Vacation Reflections highlight benefits of Tai chi Chen Style Practical Method
Many people come to Tai chi PM with a background of martial arts of various types. Not me; I came for the health and well-being benefits, having never participated in any kind of martial art previously. When I retired, going to the gym became boring after a few months, so I decided to try Tai chi. Recently my teacher listed these benefits for PM:
Cardio
Strength
Balance 
Stability 
Stretching 
Coordination
Flexibility 
Energy/Qi
Inner calmness/Zen
Brain power
Complete fitness—Body and mind
It’s one thing to read the list, another to experience them for yourself. I can say after almost four years that I have experienced all of these. Not all details can be taught by your teacher; you will have self-discoveries relating to your own body. Earlier this year, after months of working on balancing, I realized I had no issue on one side (leg), but the other side was problematic. I spent a whole evening analyzing what was going on for one side vs the other side and finally figured out I was sticking out my left hip in a strange way. It didn’t have anything to do with Tai chi per se, it was the way I had carried myself for years. I had to push that hip in and then everything lined up and I could more easily balance. At first, I really had to concentrate during Yilu to keep that hip pushed in the entire time. It took several more months for it to become a permanent part of my form and a permanent part of my life. To me it was a thrill to stand in a crowded Tube in London, hanging onto the strap and feeling how straight my hip lined up. I’m 70 now, but I believe this will help with my stance and gait as I age. If I hadn’t noticed this while doing Tai chi, it is likely I would have never really focused on it.

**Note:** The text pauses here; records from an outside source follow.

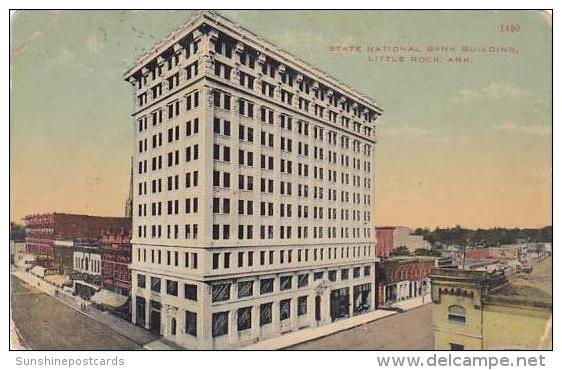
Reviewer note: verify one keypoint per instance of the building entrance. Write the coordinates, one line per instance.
(154, 323)
(318, 308)
(339, 303)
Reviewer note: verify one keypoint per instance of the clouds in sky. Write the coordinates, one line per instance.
(494, 91)
(529, 130)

Balance and stability jumped to the fore twice on my trip. Entering a bodega to pay for a couple of apples, I tripped over a slight lip in the doorway. My feet bobbled for a few seconds but my upper body remained perfectly still and upright as I moved forward. A similar situation occurred where there was one more little step going down than I realized. I went down further than I was expecting, but ended up standing in place as if nothing had happened. (there’s a lot of steps in getting around London!)
On another note, Tai chi PM is my only daily exercise and it provides stamina too as I usually clocked about 6-7 miles a day while in London.
If you’re considering learning Tai chi PM for reasons similar to mine, don’t hesitate to give it a try and prove it to yourself. It’s a great journey. Changes are not instantaneous by any means and you must be willing to put in the work, but the rewards are worth it.